The image display device may include a light source including a semiconductor light emitting device and a display panel including an optical shutter such as a liquid crystal panel that receives light from the light source. When the image display device displays a color image, the semiconductor light emitting device of the present invention may be used in combination with a color filter. Moreover, when using the semiconductor light-emitting device of this invention as a light source of an illuminating device or an image display apparatus, a semiconductor light-emitting device may be used independently and you may use it combining several semiconductor light-emitting devices.

  EXAMPLES Hereinafter, although this invention is demonstrated in detail using an Example, this invention is not limited to a following example, unless it deviates from the summary.

[Synthesis Example 1] (Manufacture of sealing member)
Momentive Performance Materials Japan G.K. both ends silanol dimethyl silicone oil XC96-723 385g, methyltrimethoxysilane 10.28g, and zirconium tetraacetylacetonate powder 0.791g as a catalyst, The solution was weighed in a 500 ml three-necked Kolben equipped with a fractionating tube, a Dimroth condenser and a Liebig condenser, and stirred at room temperature for 15 minutes until the coarse particles of the catalyst were dissolved.
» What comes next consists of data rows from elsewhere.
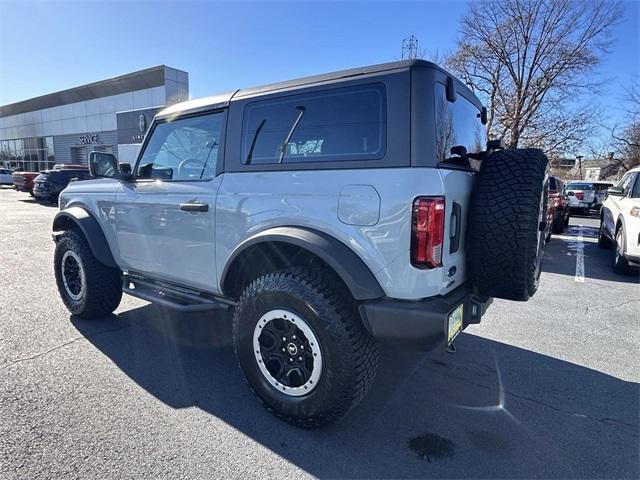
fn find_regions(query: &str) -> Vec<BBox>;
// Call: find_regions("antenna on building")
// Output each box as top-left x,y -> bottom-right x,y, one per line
402,34 -> 418,60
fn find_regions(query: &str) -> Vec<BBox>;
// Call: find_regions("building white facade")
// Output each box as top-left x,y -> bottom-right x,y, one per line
0,65 -> 189,171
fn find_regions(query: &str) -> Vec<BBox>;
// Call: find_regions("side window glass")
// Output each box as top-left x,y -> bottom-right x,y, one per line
136,112 -> 224,180
434,82 -> 487,170
241,84 -> 386,165
631,174 -> 640,198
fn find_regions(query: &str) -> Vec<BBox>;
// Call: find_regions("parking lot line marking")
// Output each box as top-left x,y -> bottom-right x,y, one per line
575,225 -> 584,283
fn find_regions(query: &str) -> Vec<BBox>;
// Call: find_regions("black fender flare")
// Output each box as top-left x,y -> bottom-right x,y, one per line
220,227 -> 385,300
53,207 -> 118,268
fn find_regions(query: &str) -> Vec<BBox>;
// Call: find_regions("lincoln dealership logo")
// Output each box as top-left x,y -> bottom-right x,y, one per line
138,113 -> 147,133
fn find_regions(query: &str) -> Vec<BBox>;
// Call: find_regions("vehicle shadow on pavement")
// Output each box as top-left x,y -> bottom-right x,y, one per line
542,225 -> 640,284
71,305 -> 640,478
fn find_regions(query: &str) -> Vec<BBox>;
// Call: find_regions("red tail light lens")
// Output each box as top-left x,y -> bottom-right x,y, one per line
411,197 -> 444,268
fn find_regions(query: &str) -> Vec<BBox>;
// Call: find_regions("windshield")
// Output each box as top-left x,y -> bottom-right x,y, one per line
567,183 -> 593,190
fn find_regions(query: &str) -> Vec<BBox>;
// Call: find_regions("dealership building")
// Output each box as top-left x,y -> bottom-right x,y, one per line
0,65 -> 189,172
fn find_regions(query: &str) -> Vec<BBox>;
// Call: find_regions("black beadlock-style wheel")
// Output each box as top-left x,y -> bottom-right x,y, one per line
467,148 -> 549,301
54,230 -> 122,318
233,268 -> 378,428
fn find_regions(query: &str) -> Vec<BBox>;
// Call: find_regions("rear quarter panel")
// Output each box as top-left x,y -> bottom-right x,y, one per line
216,167 -> 472,299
Thereafter, the temperature of the reaction solution was raised to 100 ° C. to completely dissolve the catalyst, and initial hydrolysis was performed while stirring at 500 rpm for 30 minutes at 100 ° C. under total reflux.
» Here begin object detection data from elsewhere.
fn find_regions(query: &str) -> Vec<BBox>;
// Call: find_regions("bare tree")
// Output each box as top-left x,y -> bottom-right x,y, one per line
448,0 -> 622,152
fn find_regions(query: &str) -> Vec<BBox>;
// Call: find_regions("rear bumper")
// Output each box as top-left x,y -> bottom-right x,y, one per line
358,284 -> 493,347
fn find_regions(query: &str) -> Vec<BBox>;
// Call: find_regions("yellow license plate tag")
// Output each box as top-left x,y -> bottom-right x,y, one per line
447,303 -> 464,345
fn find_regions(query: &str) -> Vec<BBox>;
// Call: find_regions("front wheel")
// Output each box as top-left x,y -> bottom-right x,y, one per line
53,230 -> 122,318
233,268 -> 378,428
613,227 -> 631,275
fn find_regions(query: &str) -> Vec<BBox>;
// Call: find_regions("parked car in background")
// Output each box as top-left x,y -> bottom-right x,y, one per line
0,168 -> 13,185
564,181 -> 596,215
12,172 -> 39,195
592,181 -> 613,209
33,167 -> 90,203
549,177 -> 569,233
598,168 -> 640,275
Subsequently, the distillate was connected to the Liebig condenser side, nitrogen was blown into the liquid with SV20, and methanol, water, and low-boiling silicon components of by-products were distilled off with nitrogen accompanying at 100 ° C. and 500 rpm for 1 hour. Stir. While nitrogen was blown into the liquid with SV20, the polymerization reaction was continued for 5.5 hours while the temperature was further raised and maintained at 130 ° C. to obtain a reaction liquid having a viscosity of 120 mPa · s. Here, “SV” is an abbreviation for “Space Velocity” and refers to the volume of blown volume per unit time. Therefore, SV20 refers to blowing N ₂ in a volume 20 times that of the reaction solution in one hour.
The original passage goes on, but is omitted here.